Speaker
Description
Trapped ion crystals consisting of many individual photon emitters offer an ideal platform for the exploration of a wide range of fundamental quantum emission scenarios. We present the implementation of a new optical emission regime in which photons scattered incoherently from different ions collectively contribute to the observation of photon bunching and super-Poissonian photon number variance.

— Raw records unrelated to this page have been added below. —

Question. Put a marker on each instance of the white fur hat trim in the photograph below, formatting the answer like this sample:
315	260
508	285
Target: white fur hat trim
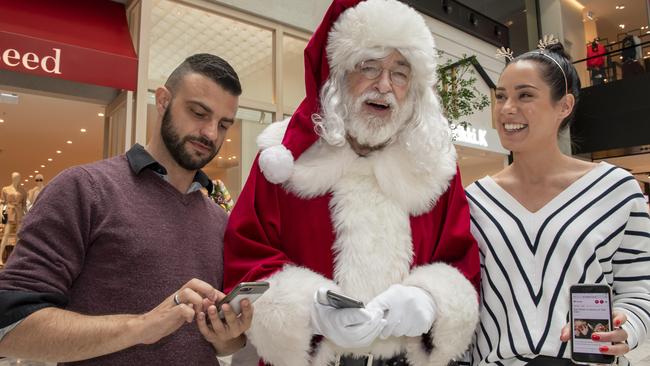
276	162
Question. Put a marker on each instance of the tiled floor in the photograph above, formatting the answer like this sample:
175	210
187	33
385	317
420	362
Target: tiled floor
638	357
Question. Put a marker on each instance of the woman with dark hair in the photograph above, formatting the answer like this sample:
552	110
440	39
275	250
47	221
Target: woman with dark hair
549	221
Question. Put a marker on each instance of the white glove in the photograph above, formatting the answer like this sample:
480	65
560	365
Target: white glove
408	311
347	328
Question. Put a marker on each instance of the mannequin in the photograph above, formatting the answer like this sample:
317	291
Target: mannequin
32	194
14	198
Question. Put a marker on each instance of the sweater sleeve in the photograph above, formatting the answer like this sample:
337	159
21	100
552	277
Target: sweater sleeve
50	253
631	280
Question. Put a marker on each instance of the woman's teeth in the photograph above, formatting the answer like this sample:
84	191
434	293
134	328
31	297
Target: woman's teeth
514	126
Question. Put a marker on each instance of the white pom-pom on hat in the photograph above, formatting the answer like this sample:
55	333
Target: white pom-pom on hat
276	162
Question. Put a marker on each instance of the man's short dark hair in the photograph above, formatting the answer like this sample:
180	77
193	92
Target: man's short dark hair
210	66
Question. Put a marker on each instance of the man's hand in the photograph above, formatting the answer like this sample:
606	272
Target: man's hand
226	335
167	317
409	311
618	336
348	328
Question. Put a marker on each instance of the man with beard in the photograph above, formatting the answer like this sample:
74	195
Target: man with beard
359	193
117	256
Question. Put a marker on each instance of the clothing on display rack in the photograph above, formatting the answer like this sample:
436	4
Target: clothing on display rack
596	62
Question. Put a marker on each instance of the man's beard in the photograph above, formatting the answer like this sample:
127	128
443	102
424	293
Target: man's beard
372	130
176	145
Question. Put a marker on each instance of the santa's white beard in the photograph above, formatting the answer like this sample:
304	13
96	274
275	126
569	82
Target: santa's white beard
372	130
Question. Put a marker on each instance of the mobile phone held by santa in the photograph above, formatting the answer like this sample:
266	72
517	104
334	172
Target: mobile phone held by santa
591	311
245	290
336	300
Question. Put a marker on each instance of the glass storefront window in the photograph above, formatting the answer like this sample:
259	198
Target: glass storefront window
293	70
179	31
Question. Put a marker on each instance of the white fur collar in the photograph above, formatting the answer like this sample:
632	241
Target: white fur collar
319	168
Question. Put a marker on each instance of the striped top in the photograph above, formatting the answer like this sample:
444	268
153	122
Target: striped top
595	231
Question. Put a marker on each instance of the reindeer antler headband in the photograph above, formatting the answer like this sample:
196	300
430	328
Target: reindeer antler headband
543	44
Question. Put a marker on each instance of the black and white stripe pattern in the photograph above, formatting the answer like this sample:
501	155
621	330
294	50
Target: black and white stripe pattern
595	231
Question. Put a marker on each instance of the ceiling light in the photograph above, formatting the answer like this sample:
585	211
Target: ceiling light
9	98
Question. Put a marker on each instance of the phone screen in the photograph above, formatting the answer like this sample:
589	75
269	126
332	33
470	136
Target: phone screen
591	312
245	290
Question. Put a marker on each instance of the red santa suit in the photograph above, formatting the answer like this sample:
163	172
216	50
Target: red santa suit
356	224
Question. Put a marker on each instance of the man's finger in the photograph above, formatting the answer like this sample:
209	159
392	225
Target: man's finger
186	312
246	317
615	349
203	288
189	296
217	323
203	327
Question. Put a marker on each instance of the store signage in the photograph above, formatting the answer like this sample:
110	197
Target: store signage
471	135
31	61
29	54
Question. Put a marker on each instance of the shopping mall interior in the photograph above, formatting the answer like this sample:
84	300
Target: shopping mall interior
49	122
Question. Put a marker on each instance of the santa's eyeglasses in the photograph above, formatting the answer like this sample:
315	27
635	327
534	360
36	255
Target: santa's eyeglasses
372	69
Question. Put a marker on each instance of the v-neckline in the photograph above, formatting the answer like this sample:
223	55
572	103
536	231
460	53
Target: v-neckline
554	202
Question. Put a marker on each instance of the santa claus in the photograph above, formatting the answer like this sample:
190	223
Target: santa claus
358	192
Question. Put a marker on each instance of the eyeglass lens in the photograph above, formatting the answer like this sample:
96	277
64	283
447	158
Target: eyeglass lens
371	69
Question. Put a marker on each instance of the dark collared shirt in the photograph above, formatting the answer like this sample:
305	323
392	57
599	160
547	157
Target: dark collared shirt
139	159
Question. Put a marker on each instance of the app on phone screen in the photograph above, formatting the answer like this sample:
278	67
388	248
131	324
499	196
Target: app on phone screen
590	315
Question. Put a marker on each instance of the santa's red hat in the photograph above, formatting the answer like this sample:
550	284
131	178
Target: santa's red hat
349	29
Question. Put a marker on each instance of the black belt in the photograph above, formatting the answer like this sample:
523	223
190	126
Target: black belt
368	360
550	361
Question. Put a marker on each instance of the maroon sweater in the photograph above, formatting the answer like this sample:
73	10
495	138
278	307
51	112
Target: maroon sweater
107	239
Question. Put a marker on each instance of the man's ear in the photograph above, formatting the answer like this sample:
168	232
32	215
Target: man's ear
163	98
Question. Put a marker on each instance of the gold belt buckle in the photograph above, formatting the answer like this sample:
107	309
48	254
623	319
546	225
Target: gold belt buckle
369	357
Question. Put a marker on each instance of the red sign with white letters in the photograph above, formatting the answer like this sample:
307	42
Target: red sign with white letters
80	40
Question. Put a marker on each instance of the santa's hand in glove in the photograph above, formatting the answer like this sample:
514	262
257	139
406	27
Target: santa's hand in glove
347	328
408	311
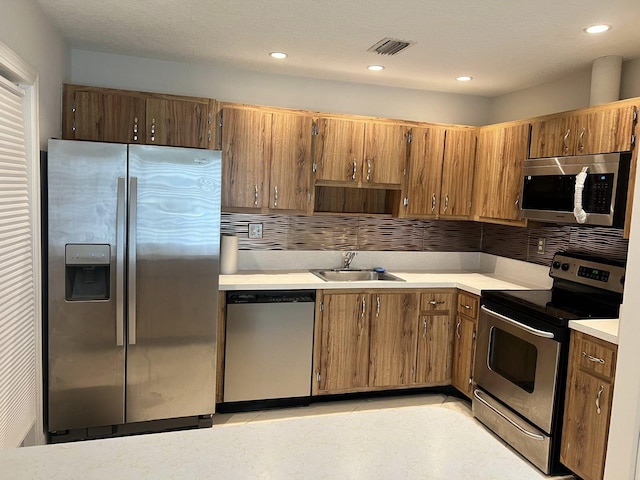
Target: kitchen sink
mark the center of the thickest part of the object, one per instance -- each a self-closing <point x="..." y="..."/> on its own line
<point x="349" y="275"/>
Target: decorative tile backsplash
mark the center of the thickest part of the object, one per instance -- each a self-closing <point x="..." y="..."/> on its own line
<point x="335" y="232"/>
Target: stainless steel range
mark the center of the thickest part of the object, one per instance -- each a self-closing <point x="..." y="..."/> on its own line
<point x="522" y="349"/>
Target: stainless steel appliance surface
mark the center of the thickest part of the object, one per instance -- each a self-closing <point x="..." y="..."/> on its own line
<point x="133" y="246"/>
<point x="589" y="189"/>
<point x="269" y="346"/>
<point x="522" y="352"/>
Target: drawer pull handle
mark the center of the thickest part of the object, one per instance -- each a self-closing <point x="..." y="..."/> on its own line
<point x="593" y="359"/>
<point x="598" y="398"/>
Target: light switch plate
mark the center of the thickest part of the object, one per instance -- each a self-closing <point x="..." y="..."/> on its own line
<point x="255" y="230"/>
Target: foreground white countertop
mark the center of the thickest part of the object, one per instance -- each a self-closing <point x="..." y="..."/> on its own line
<point x="471" y="282"/>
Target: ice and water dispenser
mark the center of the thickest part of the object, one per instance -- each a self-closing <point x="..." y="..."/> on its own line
<point x="87" y="273"/>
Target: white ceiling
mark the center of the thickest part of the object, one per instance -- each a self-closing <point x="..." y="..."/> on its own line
<point x="506" y="45"/>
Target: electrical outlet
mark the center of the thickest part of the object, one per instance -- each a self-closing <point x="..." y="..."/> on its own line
<point x="255" y="230"/>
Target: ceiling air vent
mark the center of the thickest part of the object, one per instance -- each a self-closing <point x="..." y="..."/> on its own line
<point x="389" y="46"/>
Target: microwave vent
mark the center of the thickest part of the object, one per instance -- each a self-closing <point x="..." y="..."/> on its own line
<point x="389" y="46"/>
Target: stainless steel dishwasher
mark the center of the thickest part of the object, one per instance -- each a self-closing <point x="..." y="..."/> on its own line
<point x="269" y="346"/>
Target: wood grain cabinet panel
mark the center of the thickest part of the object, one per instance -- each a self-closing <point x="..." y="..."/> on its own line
<point x="393" y="339"/>
<point x="457" y="172"/>
<point x="587" y="410"/>
<point x="500" y="157"/>
<point x="424" y="172"/>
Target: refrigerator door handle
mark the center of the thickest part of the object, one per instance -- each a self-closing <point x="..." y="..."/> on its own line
<point x="132" y="251"/>
<point x="120" y="234"/>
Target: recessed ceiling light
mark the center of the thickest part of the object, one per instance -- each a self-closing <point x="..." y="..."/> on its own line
<point x="597" y="28"/>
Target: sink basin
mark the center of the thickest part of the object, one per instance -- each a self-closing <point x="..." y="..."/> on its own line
<point x="348" y="275"/>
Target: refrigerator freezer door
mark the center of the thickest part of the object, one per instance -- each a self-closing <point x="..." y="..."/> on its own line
<point x="86" y="362"/>
<point x="173" y="278"/>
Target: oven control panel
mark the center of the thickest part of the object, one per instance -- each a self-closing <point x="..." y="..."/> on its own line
<point x="588" y="271"/>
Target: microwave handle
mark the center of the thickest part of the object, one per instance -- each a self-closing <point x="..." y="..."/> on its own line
<point x="527" y="328"/>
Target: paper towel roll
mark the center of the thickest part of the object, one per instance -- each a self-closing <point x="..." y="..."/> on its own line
<point x="228" y="254"/>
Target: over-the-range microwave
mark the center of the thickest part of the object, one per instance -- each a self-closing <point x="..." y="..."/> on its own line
<point x="582" y="189"/>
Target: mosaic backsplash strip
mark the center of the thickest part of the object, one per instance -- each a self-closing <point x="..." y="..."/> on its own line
<point x="283" y="232"/>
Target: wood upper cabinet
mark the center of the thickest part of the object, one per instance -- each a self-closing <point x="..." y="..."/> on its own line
<point x="266" y="159"/>
<point x="464" y="342"/>
<point x="500" y="157"/>
<point x="392" y="354"/>
<point x="352" y="151"/>
<point x="601" y="129"/>
<point x="184" y="122"/>
<point x="457" y="172"/>
<point x="587" y="410"/>
<point x="102" y="115"/>
<point x="424" y="172"/>
<point x="344" y="352"/>
<point x="245" y="155"/>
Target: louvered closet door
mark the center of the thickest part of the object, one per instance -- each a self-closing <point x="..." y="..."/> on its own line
<point x="17" y="301"/>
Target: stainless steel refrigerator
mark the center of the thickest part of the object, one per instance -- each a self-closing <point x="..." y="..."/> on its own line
<point x="133" y="252"/>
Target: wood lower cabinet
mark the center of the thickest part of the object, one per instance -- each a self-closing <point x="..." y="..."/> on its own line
<point x="587" y="410"/>
<point x="464" y="342"/>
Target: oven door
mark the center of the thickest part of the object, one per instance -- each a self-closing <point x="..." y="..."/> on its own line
<point x="518" y="364"/>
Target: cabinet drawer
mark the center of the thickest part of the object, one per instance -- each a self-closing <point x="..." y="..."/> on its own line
<point x="595" y="356"/>
<point x="468" y="305"/>
<point x="435" y="302"/>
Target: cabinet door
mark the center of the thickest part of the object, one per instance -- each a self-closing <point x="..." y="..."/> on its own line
<point x="339" y="148"/>
<point x="245" y="153"/>
<point x="463" y="351"/>
<point x="290" y="161"/>
<point x="393" y="339"/>
<point x="604" y="131"/>
<point x="178" y="123"/>
<point x="585" y="430"/>
<point x="103" y="116"/>
<point x="457" y="172"/>
<point x="552" y="137"/>
<point x="424" y="175"/>
<point x="344" y="355"/>
<point x="385" y="153"/>
<point x="500" y="159"/>
<point x="433" y="364"/>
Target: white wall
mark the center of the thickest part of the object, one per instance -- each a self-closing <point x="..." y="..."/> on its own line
<point x="567" y="93"/>
<point x="232" y="85"/>
<point x="25" y="29"/>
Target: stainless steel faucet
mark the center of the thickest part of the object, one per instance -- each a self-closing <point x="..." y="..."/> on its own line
<point x="348" y="258"/>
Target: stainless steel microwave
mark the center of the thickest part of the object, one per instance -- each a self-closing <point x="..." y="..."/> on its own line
<point x="554" y="191"/>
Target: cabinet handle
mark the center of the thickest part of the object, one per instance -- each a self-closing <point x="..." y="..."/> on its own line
<point x="593" y="359"/>
<point x="598" y="398"/>
<point x="565" y="141"/>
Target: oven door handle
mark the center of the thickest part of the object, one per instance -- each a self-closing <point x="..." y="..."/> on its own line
<point x="531" y="330"/>
<point x="476" y="393"/>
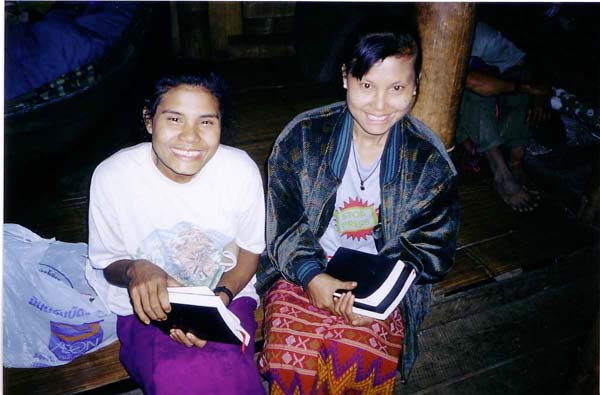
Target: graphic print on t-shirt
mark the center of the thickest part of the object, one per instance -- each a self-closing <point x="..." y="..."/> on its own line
<point x="191" y="255"/>
<point x="355" y="219"/>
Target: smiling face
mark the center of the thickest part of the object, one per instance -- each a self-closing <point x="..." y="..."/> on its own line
<point x="186" y="131"/>
<point x="383" y="96"/>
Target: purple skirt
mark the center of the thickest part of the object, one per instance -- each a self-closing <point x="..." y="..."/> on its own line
<point x="160" y="365"/>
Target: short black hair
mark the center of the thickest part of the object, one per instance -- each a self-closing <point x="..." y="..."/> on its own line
<point x="194" y="73"/>
<point x="377" y="38"/>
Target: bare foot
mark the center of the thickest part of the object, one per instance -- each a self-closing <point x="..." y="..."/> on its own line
<point x="515" y="196"/>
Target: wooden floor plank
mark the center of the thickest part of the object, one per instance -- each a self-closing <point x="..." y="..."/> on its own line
<point x="455" y="349"/>
<point x="515" y="376"/>
<point x="465" y="272"/>
<point x="577" y="266"/>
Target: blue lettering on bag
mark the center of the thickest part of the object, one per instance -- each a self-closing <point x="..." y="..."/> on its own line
<point x="68" y="341"/>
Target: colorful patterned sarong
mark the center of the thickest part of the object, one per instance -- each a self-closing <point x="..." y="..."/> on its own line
<point x="311" y="351"/>
<point x="160" y="365"/>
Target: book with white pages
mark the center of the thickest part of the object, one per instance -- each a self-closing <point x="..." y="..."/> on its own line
<point x="199" y="311"/>
<point x="382" y="282"/>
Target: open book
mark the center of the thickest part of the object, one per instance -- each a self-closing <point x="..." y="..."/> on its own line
<point x="382" y="282"/>
<point x="199" y="311"/>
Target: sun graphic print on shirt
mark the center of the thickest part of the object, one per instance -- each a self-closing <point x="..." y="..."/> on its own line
<point x="356" y="219"/>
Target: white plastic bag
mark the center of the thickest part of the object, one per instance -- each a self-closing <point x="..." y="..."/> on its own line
<point x="51" y="315"/>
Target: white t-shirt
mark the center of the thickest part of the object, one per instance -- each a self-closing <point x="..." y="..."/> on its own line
<point x="356" y="211"/>
<point x="136" y="212"/>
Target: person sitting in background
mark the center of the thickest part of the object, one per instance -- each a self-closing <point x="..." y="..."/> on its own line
<point x="499" y="105"/>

The second-order coherence of light has been explored in the experiment comprising a linear Paul trap with large crystals of Ca$^+$ ions. We realized the scattering geometry where light from many independent emitters – trapped ions can be collected into a single detection spatial mode with overall efficiency sufficient for the observation of photon-photon correlations. The correlations are measured using a Hanbury-Brown and Twiss detection setup with single-photon counting modules for a broad range of ion numbers ranging from a single to up to several hundred. The corresponding normalized intensity correlations at a zero-time delay gradually increase from sub-Poissonian to super-Poissonian values for single ion and large Coulomb crystals, respectively. We provide evidence that the indistinguishability of scattering contributions to a single detection mode provides the fundamental resource for photon bunching and, consequently, for the increased variance of the photon number above the Poissonian level. The realized experimental tests in the opposite - spatially multi-mode regime prove that the photon distinguishability is crucial for the feasibility of direct observation of nonclassical sub-Poissonian character in the limit of a large number of independent and mutually incoherent single-photon emitters. We develop a unified description of the corresponding measurements of photon correlations from a large, but fixed number of non-interacting and phase-randomized single-photon emitters.